Oil options volatility rose for the first time in a week as futures sank on concern U.S. lawmakers will fail to reach a budget deal after House Republican leaders scrapped a plan for higher taxes on top earners.
Implied volatility for at-the-money options expiring in February, a measure of expected price swings in futures and a gauge of options price, jumped to 25.02 percent at 3:20 p.m. on the New York Mercantile Exchange from 23.62 percent yesterday.
Crude oil for February delivery fell $1.47 to settle at $88.66 a barrel on the New York Mercantile Exchange, the biggest drop since Dec. 6. Futures sank from a two-month high after House Speaker John Boehner canceled a planned vote to allow higher tax rates on annual income above $1 million.
More than $600 billion per year in U.S. spending cuts and tax increases are set to start in January unless an agreement is reached. House members and senators won’t vote on the end-of- year budget issues until after Christmas, giving them less than a week to reach agreement to avert a budget crisis.
The most active options in electronic trading today were February $85 puts on volume of 1,981 contracts. They gained 32 cents to $1.10 a barrel at 3:36 p.m. The second-most active, with 1,743 lots exchanged, were February $78 puts, which rose 10 cents to 27 cents a barrel.

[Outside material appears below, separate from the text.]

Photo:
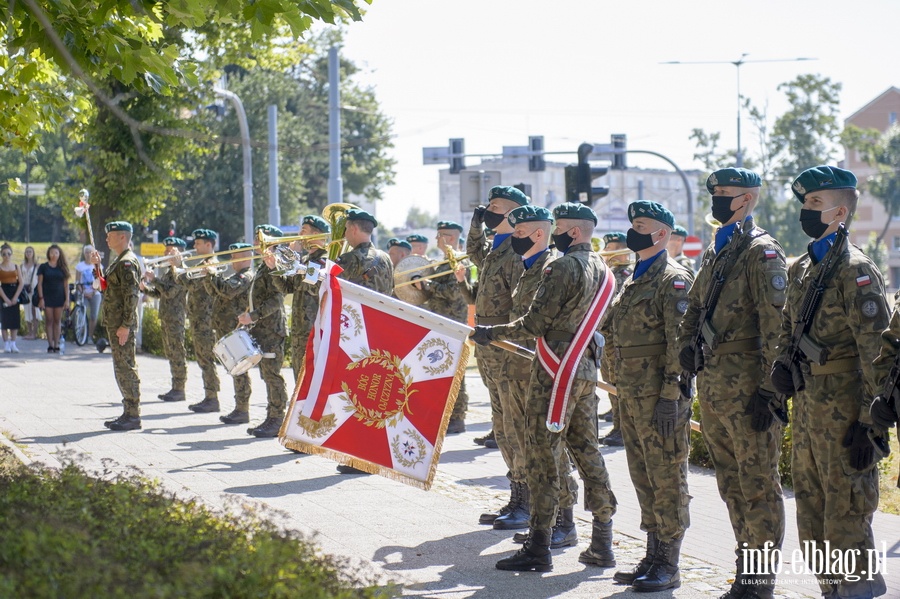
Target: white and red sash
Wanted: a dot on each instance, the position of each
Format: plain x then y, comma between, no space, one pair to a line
563,370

Bets that prices would fall, or puts, accounted for 58 percent of electronic trading volume.
The exchange distributes real-time data for electronic trading and releases information the next business day on open- outcry volume, where the bulk of options activity occurs. deteriorating.
In the previous session, bearish bets accounted for 57 percent of volume.
February $67 puts, which were unchanged at 2 cents a barrel, were the most active options yesterday, with 6,001 contracts changing hands. February $102 calls fell 1 cent to 11 cents a barrel on 3,433 lots.
Open interest was highest for February $105 calls with 35,729 contracts. Next were February $110 calls at 25,184 lots and March $70 puts at 23,441.